As a former driver herself, now an IndyCar reporter, Katie Hargitt is working to shift the gender make-up of the motorsports industry. Hargitt created Fuel the Female, a program encouraging girls to take an interest in STEM careers, so they too can be the ones revving the engines on the track.
"The best way to get to these girls was to get them hands-on," says Hargitt. "So this past May, we again brought a hundred Indianapolis area, high school girls, out and they made racecars out of mousetraps and other recycled parts. Lyn St. James, who was a one-time Rookie of the Year at the Indianapolis 500, came out and talked to them. She is also on our board of directors, Kara Adams came to spend some time with them, so seeing these real-world examples of such successful women I think really helped to ignite that fire inside of them to chase that career in STEM."
Gundlach is also involved in Fuel the Female, hoping to fuel the minds of girls interested in a career like hers.
"Girls, when deciding on what they want to do, are more than capable of anything they set their mind to," says Gundlach. "It's not harder than anything else; it requires the same amount of work, effort and discipline and people may get deterred with thinking that you need to have hands-on experience, that you need to be born with this idea and this drive to do this, but you can figure it out. It is not easy; it is accessible. It is accessible, all you have to do is have a small interest in it, and the paths are there."
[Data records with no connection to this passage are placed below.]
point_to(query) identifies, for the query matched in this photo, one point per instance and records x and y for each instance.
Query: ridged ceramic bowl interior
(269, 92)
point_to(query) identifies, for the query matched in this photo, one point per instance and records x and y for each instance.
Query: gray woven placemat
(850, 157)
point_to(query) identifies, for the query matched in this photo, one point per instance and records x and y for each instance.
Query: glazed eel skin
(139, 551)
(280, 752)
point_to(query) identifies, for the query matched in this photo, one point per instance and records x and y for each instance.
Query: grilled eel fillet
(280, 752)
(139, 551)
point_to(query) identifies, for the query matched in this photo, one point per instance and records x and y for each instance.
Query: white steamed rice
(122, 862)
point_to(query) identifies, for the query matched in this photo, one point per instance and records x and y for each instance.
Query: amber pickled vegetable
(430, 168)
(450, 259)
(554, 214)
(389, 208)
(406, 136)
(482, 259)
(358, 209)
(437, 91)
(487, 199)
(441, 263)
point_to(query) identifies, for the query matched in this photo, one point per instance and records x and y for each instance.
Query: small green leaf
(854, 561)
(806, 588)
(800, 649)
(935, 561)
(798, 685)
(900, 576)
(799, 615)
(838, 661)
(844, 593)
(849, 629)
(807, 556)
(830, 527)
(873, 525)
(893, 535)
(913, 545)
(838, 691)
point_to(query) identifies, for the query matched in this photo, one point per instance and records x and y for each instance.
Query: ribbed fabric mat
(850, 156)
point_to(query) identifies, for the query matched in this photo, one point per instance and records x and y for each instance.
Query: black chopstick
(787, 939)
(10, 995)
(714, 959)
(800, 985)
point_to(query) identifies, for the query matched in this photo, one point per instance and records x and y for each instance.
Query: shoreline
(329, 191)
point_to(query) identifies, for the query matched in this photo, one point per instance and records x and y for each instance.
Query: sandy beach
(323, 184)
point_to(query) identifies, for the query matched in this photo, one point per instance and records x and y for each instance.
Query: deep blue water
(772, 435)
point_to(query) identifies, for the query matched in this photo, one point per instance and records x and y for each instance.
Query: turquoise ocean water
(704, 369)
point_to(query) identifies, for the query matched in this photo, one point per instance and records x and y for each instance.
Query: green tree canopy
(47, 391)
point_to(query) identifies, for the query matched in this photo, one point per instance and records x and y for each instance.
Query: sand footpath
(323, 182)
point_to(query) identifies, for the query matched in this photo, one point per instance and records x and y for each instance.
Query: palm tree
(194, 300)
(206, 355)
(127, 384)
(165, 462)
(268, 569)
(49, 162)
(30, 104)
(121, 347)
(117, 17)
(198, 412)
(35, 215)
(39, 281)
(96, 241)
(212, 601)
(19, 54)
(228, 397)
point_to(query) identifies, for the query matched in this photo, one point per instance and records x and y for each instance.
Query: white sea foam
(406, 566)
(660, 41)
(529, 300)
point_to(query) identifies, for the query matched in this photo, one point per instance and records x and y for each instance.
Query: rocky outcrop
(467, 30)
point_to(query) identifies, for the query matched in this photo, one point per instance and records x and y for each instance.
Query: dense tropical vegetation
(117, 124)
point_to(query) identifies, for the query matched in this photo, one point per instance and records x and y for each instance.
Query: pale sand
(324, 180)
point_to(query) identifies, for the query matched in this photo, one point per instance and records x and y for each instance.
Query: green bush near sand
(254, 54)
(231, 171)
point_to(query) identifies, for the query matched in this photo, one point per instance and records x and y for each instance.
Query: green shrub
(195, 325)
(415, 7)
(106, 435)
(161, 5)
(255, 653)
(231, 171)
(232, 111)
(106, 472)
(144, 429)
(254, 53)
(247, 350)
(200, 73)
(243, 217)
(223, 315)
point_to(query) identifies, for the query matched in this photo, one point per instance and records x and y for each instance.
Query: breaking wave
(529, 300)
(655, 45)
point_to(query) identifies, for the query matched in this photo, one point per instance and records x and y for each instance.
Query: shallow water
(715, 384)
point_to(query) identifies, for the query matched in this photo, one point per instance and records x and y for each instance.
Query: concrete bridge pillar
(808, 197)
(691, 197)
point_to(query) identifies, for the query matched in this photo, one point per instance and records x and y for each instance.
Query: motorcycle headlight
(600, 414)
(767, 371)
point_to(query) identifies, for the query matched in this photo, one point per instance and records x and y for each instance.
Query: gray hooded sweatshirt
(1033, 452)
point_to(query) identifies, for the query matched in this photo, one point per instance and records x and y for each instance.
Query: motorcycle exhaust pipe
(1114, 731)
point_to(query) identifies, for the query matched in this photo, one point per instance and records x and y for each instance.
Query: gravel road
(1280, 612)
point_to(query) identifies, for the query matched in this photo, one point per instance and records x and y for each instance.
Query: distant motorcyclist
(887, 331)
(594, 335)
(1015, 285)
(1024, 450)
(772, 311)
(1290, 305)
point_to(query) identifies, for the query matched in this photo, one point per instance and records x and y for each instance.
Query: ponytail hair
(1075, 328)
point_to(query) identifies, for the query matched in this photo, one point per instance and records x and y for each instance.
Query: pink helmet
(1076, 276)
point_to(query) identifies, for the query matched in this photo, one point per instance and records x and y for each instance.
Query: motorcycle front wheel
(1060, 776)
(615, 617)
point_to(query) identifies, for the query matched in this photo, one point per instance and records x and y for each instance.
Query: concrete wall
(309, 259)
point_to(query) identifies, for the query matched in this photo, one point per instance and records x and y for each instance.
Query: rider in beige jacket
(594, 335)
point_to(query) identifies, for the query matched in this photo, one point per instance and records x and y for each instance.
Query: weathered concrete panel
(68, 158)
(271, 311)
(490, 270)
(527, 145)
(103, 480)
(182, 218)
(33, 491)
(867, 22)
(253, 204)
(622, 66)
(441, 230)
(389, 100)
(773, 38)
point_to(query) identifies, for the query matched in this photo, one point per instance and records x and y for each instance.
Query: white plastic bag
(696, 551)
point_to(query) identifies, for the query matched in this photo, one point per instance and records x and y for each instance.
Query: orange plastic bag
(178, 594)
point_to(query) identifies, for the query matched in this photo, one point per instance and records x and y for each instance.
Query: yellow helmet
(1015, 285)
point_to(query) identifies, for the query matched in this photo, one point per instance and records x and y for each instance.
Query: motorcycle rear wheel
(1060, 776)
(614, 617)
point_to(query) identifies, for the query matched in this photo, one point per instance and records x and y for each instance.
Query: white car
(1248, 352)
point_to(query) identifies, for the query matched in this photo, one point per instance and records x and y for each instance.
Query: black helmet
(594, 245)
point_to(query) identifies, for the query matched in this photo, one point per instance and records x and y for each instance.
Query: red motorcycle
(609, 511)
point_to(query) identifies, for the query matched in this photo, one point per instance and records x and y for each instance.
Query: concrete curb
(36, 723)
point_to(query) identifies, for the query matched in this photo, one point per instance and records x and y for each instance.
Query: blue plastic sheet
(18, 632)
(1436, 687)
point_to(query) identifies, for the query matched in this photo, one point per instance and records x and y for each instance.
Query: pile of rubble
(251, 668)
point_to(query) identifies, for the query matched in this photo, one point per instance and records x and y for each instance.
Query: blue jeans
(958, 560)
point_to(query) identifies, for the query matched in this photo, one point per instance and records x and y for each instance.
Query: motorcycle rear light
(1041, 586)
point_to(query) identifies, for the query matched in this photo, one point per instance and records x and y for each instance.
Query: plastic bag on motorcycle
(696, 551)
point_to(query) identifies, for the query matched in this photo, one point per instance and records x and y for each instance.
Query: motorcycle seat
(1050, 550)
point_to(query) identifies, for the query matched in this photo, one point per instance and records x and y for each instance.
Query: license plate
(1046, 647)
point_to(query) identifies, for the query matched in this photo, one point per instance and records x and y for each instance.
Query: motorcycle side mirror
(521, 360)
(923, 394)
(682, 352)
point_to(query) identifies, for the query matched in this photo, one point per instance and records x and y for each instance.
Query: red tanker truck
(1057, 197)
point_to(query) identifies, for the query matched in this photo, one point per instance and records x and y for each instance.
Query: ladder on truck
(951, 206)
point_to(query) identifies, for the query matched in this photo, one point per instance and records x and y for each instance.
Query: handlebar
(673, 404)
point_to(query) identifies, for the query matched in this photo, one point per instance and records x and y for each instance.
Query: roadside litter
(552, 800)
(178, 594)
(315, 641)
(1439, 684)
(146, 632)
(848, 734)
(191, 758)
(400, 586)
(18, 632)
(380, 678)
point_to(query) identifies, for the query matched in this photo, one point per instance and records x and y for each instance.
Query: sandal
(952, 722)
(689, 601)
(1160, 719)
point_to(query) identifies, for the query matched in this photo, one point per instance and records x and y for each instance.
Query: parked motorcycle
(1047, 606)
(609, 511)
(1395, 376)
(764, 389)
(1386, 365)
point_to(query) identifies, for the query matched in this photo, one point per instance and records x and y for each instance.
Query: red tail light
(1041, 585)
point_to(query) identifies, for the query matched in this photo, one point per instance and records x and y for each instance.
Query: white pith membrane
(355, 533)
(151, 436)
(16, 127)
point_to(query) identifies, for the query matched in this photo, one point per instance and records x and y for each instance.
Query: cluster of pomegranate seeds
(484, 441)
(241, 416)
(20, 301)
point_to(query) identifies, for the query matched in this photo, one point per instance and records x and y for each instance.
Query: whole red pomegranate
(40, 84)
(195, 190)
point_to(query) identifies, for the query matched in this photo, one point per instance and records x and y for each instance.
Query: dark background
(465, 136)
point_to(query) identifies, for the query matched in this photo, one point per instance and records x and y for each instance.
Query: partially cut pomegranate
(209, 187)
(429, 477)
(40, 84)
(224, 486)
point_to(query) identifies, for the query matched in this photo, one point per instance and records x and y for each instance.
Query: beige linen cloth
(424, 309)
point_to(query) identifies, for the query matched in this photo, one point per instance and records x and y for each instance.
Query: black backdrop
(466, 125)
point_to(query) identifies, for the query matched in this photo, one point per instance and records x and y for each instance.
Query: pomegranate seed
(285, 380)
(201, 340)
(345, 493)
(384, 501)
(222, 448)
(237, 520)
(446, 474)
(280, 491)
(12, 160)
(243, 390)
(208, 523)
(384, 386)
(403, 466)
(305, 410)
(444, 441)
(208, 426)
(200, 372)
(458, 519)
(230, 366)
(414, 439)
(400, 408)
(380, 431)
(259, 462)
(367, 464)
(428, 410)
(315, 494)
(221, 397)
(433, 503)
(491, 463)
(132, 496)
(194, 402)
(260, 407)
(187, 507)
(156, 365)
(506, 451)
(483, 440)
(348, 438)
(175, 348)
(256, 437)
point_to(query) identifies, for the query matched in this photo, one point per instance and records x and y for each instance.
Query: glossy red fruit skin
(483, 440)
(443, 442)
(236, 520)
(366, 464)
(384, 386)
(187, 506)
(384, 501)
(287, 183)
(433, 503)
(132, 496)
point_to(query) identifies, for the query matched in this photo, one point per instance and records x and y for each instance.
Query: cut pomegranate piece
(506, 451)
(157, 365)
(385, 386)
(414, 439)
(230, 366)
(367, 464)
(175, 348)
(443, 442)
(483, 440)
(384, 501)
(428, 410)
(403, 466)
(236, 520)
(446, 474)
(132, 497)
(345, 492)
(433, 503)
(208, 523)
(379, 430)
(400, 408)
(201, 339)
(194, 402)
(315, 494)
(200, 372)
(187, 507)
For Kate, the checkered flag at the end is worth every minute of the hard work.
"Winning, winning is really cool," states Gundlach. "I think it is, apart from winning, it is knowing you did the best job you can do; it's the relationships you have with the people.
It makes the long nights, the grueling overnight stuff, the travel all more powerful."
The most significant piece of advice Gundlach has for girls interested in a career on the competition side of motorsports is too take that first step and reach out to anyone who admires in the industry. Those small steps can do big things to help get on the career path.